February 2, 1961 By From the Archives

Gordon (Whitey) Mitchell is the noted jazz bassist, the brother of another fine bassist, Red Mitchell. Whitey, 28, has played in the rhythm sections of such groups as those of Tony Scott, J. J. Johnson and Kai Winding, Charlie Ventura, Gene Krupa, Johnny Richards, Oscar Pettiford. He also has had his own group. A gifted musician, Whitey demonstrates in this article that he is also one of those rare jazzmen who can express himself as well in words as in music.

It hasn’t been easy for me, as a jazz player, to devote 50 years of my life to playing with society bands, especially since I’m 28.

But if someone had kept track of all the choruses of Lady Is a Tramp I’ve had to play; all the hours I’ve had to spend looking for private residences on unmarked, unpaved, and unlit streets in Nassau and Fairfield counties; all the dry chicken sandwiches I’ve choked down in one dismal country-club kitchen after another; all the time spent in fellowship with musicians who know more about the Dow-Jones industrial average than the contents of a C7 chord; all the hours spent absorbing hysterical-emotional abuse liberally dispensed by tone-deaf baton-wavers under working conditions that would have interested Marx and Engels — then that someone could only conclude that an estimate of 50 years of servitude is a conservative one.

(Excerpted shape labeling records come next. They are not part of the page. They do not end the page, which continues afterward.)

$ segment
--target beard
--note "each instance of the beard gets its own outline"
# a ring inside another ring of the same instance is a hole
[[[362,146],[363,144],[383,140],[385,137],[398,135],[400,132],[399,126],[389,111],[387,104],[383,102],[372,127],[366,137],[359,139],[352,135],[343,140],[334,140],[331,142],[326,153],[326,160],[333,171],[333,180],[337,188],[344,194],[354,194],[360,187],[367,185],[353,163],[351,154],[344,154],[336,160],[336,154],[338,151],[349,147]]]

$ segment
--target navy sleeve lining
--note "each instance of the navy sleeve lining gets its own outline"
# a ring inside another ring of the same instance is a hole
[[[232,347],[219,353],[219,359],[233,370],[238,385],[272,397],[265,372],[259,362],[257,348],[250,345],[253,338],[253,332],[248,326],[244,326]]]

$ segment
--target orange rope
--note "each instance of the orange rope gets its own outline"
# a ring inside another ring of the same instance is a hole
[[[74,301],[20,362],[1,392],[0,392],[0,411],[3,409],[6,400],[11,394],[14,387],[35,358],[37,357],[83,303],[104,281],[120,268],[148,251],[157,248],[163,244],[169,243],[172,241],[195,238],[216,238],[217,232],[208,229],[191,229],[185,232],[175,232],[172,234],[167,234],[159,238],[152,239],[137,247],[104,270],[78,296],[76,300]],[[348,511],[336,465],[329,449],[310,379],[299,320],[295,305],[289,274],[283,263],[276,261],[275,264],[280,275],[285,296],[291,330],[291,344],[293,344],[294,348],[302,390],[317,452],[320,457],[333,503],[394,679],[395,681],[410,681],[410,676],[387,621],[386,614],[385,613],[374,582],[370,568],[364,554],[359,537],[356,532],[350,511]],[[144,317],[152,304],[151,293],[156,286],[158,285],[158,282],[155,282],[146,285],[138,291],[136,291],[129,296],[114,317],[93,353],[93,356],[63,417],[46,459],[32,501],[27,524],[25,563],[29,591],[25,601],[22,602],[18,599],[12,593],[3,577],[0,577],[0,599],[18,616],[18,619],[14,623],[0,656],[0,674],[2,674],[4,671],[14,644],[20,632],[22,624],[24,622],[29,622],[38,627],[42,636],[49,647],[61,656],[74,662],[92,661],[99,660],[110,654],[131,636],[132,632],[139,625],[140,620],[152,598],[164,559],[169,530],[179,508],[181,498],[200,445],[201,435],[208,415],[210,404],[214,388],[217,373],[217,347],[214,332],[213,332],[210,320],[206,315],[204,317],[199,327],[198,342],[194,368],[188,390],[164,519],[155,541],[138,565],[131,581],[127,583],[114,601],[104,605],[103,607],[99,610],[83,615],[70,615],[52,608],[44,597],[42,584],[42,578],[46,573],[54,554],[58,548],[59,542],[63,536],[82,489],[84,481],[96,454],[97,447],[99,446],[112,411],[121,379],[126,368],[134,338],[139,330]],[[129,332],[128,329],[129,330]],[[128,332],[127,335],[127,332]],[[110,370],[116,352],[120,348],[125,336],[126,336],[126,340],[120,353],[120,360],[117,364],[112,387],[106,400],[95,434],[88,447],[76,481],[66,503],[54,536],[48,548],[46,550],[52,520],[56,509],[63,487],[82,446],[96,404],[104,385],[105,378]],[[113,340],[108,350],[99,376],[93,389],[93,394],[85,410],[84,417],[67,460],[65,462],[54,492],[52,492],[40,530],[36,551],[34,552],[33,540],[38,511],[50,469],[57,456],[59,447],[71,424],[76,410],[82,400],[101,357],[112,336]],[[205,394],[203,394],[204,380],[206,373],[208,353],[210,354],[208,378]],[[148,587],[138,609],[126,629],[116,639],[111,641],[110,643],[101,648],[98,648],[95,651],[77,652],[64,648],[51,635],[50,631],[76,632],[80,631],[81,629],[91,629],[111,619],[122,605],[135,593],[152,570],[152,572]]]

There seems to be a curious relationship between jazzmen and society music, and it is one that has existed for a long time.

Every successful society leader I know of depends on the ability of his band to play any tune at any moment and without benefit of music. A surprising amount of jazz is required at society functions, and it’s well known that not very much jazz can be produced by a lone man waving a stick. Hence society leaders are always ready to ensnare good jazz players, and Benny Goodman, Gene Krupa, Bobby Hackett, Urbie Green, and scores of others, at one time or another, have earned money playing society music.

The society music of today is a hodgepodge of warmed-over music of the ’20s, Broadway show tunes, movie themes, naughty French or Italian songs, and standards, all superimposed on a cut-time kickbeat rhythm called “businessman’s bounce” in an incongruous medley that lasts all evening.

Individual musicians with proof of a heart condition or weak kidneys may be excused from the stand from time to time, but the band plays on. This is known as “playing continuous.” And union scale for this type of work is high. So, I expect is the mortality rate.

Our beloved union insists, with a display of rare insight, that each musician must have at least a five-minute break for every hour on a continuous job and allows that these five-minute breaks may be accumulated to form one glorious intermission. But by the time you’ve found the men’s room, the kitchen, your dry chicken sandwich, the mayonnaise, a coffee cup, coffee, cream, sugar, and spoon, you’ll be lucky to have 90 seconds left of your intermission.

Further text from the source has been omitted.